Nous, les joueurs d’échecs, avons besoin de motivation pour aller de l’avant.Les assises nationales de Skhirat du 24 octobre dernier et les signes prometteurs de l’après 2 novembre annoncent un changement certain dans la gestion du sport en général et des échecs en particulier. Nous sommes certainement sur la bonne voie, mais le chemin est encore long et parsemé d’embûches.
MM : J’ai exprimé dernièrement une crainte par rapport au fait que nos joueurs professionnels risquent de partir vers d’autres cieux et jouer sous d’autres couleurs. Vous l’avez à tour de rôle souvent insinué sans jamais vraiment oser faire le pas. Comme il n’ y a jamais de fumée sans feu, j’aimerais que tu nous confirmes ou infirmes cela. Nous quitteras-tu un jour pour jouer sous la bannière tricolore ?
HH : La France est mon pays adoptif. C’est ici que j’ai vécu mes meilleurs moments échiquéens avec les Grands Prix du Cap d’Agde ou de Bordeaux. C’est ici aussi qu’on m’a offert une rémunération pour le travail échiquéen que j’effectue.
J’ai donc pris la décision de changer de liste dès janvier 2009. Cela me permettra de viser de nouveaux challenges, d’avoir de nouveaux horizons et surtout de pouvoir faire pleinement ce que je suis vraiment : joueur d’échecs.
Je n’ai (plus) ni la patience ni la force de me soucier si tel ou tel jour je vais avoir un Elo, si je vais être remboursé tel billet d’avion ou si je vais participer à un tournoi tout court !
C’est une chance qui se présente à moi et j’estime que le moment est arrivé de la saisir. Je dis bien que c’est une chance car je pense à tous nos talents qui n’ont pas la possibilité de s’adonner complètement à leur passion. Je pense spécialement à notre ami Ali Sebbar qui a même été privé de jouer dans son propre pays !

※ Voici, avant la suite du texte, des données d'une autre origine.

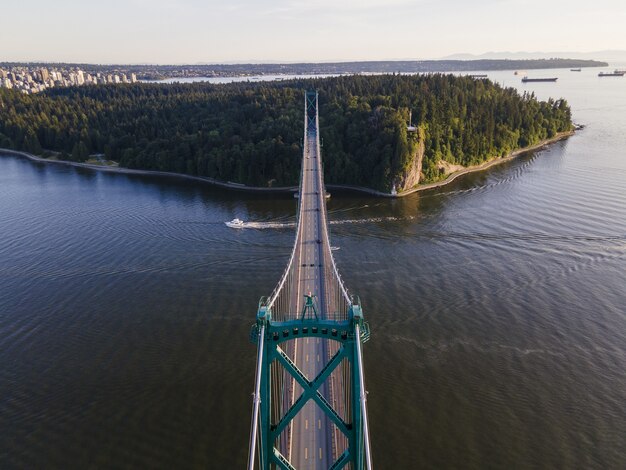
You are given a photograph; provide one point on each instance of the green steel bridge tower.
(309, 406)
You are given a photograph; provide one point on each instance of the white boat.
(235, 223)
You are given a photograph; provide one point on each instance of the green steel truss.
(308, 325)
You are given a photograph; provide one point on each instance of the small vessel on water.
(551, 79)
(235, 223)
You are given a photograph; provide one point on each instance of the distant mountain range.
(606, 55)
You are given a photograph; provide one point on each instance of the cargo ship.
(551, 79)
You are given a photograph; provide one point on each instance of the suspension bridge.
(309, 406)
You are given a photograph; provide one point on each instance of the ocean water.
(497, 306)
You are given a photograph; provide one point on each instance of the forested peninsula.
(378, 132)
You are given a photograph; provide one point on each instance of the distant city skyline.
(197, 31)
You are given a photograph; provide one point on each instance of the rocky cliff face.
(411, 176)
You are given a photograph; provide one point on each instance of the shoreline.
(488, 164)
(291, 189)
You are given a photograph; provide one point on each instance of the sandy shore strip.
(291, 189)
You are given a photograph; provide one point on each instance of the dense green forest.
(251, 132)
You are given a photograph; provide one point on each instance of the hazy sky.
(191, 31)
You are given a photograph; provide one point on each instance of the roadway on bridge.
(311, 435)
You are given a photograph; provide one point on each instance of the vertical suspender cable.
(363, 400)
(257, 401)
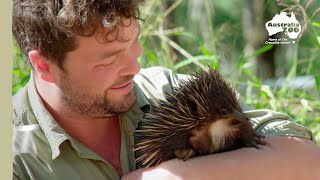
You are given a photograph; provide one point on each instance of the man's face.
(98, 81)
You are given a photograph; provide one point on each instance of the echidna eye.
(223, 111)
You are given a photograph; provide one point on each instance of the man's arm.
(281, 158)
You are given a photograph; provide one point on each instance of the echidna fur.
(167, 126)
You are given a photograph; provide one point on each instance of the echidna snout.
(221, 134)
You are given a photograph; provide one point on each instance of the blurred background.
(188, 35)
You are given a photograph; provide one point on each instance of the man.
(75, 118)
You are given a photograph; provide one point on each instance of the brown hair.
(50, 26)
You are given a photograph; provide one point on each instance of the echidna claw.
(184, 154)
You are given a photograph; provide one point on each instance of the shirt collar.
(51, 129)
(56, 134)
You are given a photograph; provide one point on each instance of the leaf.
(315, 24)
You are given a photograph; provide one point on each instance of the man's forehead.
(128, 30)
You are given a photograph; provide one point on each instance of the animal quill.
(203, 116)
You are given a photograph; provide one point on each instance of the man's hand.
(281, 158)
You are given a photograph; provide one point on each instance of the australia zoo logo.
(285, 24)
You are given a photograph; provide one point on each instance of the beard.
(80, 101)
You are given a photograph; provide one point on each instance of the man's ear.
(41, 66)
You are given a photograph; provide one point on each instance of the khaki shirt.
(43, 150)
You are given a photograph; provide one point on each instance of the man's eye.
(105, 65)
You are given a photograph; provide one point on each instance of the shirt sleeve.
(272, 123)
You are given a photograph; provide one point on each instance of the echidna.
(202, 116)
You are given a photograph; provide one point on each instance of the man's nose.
(131, 65)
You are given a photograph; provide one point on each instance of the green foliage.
(170, 38)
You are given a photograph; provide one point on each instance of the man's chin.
(124, 103)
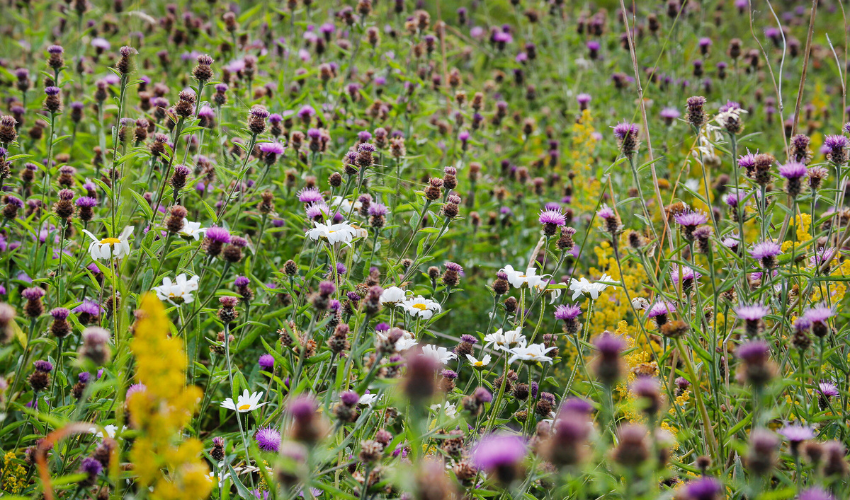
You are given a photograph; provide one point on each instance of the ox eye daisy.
(333, 233)
(110, 247)
(245, 402)
(478, 363)
(420, 307)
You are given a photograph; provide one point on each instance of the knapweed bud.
(202, 71)
(257, 119)
(696, 111)
(125, 64)
(95, 345)
(52, 101)
(627, 138)
(176, 219)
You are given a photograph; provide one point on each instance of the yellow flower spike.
(162, 409)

Mais il ne faut pas désespérer et baisser les bras pour autant. Nos problèmes ne datent pas d’hier et je me souviens, il y a 16 ans, que j’ai été privé de participer au championnat du monde junior pour un non-paiement des joueurs classés marocains. C’était, à l’époque, une grande frustration pour moi car je pensais avoir de réelles chances de décrocher un podium. Depuis, j’ai fait pas mal de chemin et je leur (tous nos jeunes espoirs) souhaite de faire de même, à l’instar de nos amis égyptiens qui, avec des moyens comparables aux nôtres, sont parvenus à produire un champion du monde et bien au delà, permettre à leurs jeunes espoirs de se consacrer à leur passion.
MM : Alea jacta est. Nous voilà fixés pour de bon. Je respecte ta décision cher Hicham et je suis sûr que nos lecteurs la comprendront, même s’ils ne l’accueilleront pas tous de gaieté de coeur. Je te souhaite bon vent cher ami et beaucoup de succès dans cette nouvelle phase de ta carrière. Sache que ton pays d’origine restera toujours fier de toi et que nous t’applaudirons et suivrons tes exploits quelle que soit la couleur du drapeau pour lequel tu joueras. Car pour nous, tu resteras le héros national qui fait vibrer nos cœurs à chaque exploit.
Un dernier mot ?
HH : Merci à Maroc Echecs de m’avoir permis d’expliquer mes motivations. Je vous félicite à mon tour pour votre dévouement. Vous avez réussi, grâce à la magie d’Internet et malgré le fait que la plupart d’entre vous vit à l’étranger, à rassembler la famille échiquéenne marocaine au pays. Peu importe finalement dans quel pays on vit, ce qui compte ce sont les hommes et le combat qu’ils mènent.